Debemos aceptar que las cosas no siempre son 1 + 1 = 2. Las matemáticas y las emociones se tienen un gran cariño, pero eso no significa que deban caminar obligatoriamente cogidas de la mano. El amor sigue siendo el mismo con independencia de la cercanía de los amantes. Lo mismo ocurre con la realidad. Jamás es matemática. Más bien todo lo contrario. Hay una por cada ser que la transita. Incluso más de una, porque aquí lo que importa no es el número, ni la exactitud, sino el bienestar que sentimos. Aquí lo que vale es aquello de “corazón que no siente”, no que los ojos vean o no. Aquí lo que importa es que haya esperanza, porque de lo contrario lo que seguro que habrá es miedo y sufrimiento. Porque sin explicaciones que nos conforten, que nos calienten, la incertidumbre acabará llevándonos hacia el frío que los miedos comportan.

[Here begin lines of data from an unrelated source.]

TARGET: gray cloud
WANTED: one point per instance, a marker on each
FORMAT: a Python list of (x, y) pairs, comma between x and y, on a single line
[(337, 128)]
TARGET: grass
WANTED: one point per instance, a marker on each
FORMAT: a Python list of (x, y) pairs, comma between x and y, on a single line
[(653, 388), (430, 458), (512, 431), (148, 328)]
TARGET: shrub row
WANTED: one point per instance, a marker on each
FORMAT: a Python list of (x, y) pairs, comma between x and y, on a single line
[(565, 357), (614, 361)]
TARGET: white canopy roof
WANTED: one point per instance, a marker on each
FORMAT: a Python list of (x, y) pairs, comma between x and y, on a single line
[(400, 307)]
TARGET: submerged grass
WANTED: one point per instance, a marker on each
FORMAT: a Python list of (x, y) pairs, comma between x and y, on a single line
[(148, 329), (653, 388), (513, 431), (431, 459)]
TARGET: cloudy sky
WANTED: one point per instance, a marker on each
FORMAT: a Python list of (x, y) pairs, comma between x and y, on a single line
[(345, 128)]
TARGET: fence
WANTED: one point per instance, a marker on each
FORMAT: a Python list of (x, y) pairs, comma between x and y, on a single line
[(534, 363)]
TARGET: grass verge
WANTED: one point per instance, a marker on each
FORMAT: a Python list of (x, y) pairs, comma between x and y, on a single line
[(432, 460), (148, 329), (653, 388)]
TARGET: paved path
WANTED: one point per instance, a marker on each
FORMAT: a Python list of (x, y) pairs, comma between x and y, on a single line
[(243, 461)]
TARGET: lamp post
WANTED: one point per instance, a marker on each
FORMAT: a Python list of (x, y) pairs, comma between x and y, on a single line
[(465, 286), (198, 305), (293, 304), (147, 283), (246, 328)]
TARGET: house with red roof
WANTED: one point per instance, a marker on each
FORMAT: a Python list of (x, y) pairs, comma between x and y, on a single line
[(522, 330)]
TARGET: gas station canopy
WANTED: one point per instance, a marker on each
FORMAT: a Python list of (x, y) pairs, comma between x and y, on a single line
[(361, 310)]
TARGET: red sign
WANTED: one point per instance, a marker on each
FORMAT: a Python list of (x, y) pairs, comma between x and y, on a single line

Miedo y esperanza componen los extremos que contienen toda incertidumbre. De nosotros depende que lo que predomine sea uno u otra. De nosotros depende vivir confortables, acunados por el bienestar que toda posibilidad vestida de certeza implica, a hacerlo sumergidos en las gélidas aguas de la derrota. Sufrimiento generalmente innecesario y gratuito del que podemos librarnos con simplemente tener esperanza y mantener la mirada limpia de miedos absurdos que, social y estúpidamente contaminados, han dejado de cumplir su misión de mantenernos con vida, para favorecer justamente todo lo contrario: conducirnos hacia una autodestrucción sin sentido e innecesaria.